Numerous studies have outlined the importance of impactful creative in successful advertising campaigns. Many have shown that creative variables, such as messaging, formats and aesthetics, account for more than half of the total sales impact of a campaign, with less than 50% due to media variables such as targeting, weight, etc.

So, why is it that – unlike TV and print – creative consistently takes a back seat to media (inventory and targeting) in the digital space? Why is creative often an afterthought where agencies are given too little time to do great creative work or assets are handed over to publishers just hours before a campaign is meant to launch?

I don’t necessarily know the answer but I do have two hypotheses:

  1. Digital ads are simply not as sexy as audio/visual ads, especially TV spots.
  2. It doesn’t cost a half million to produce a digital ad like it does a TV spot.

Both of these dynamics equate to a lack of marketer focus on digital creative, particularly in comparison to the potential multimillion-dollar media campaign it will run on.

While this is not news, it is a shame as programmatic buying continues its progression. RTB has opened up entirely new possibilities for aligning a message to a consumer and his or her context.

Never before has the adage of “right message to right user at the right time” been more in reach. In fact, it has been made even more powerful by the technologies the programmatic media ecosystem has brought to bear. A marketer who chooses to could employ a strategy of “right message to the right person at the right time on the right device on the right operating system at the right geofenced location during the right weather conditions …” In other words, the possibilities of highly relevant, “context-aware” advertising have never been greater.
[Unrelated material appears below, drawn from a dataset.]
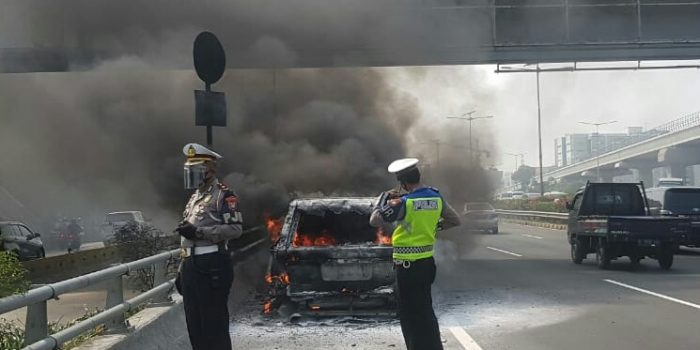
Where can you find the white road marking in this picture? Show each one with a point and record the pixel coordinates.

And yet, a one-size-fits-all creative strategy largely reigns supreme.

Along those lines, here are some specific obstacles to overcome.

  • Many of the programmatic advertisers and agencies with whom I have spoken are at the mercy of assets created for direct buys. In other words, they do not have creative budgets allocated to their channels and must simply reuse what was already developed.
  • The open exchange ecosystem lacks a breadth of rich media formats. While some firms, such as Skinected, are doing a good job of evolving this space, there are both technical issues (limits of those pesky cross-domain iFrames) and philosophical issues (publishers not opening up premium formats) that require further work.
  • There remains a lack of integration between the rich media purveyors and the third-party data provisioners. What marketers are looking for is a one-stop shop for dynamic creative (leveraging one IO to cover thousands of potential data attributes in a dynamic creative ad unit). This is happening in pockets but has a long way to go.

While these industrywide issues won’t be resolved overnight, there are few things marketers can do to address individual situations:

  1. Reposition the digital creative conversation. Turn the dialogue away from the relatively low cost of producing digital assets and toward the opportunity (and opportunity cost) around the value of your creative. (If you believe the stat in the opening paragraph, 50% of your working media investment is the true value at stake.)
  2. Think about creative production budgeting in two ways: creative for environments and creative for audiences. As most advertisers leverage both placement-driven buys and target-driven buys, appropriate funding should be set aside for both.
  3. Work with your rich media provider(s) to better integrate with third-party data providers/DMPs (and with your own first-party data if appropriate). Sticks may work to force the integration but carrots are always better (“We will commit to X on an integrated solution if it means only one IO, one primary POC, one integrated set of reports, etc.”)
  4. Turn to programmatic direct to unlock additional rich media opportunities. This includes not only additional ad sizes, but ad formats that break the creative limits, such as file size and expand constraints, to which the space has been largely beholden.

In the end, great creative can overcome a poor media plan. But I don’t think the opposite is true. Those that can marry the two (resonant creative which is environment-aware) stand to gain a huge advantage in the minds and wallets of consumers.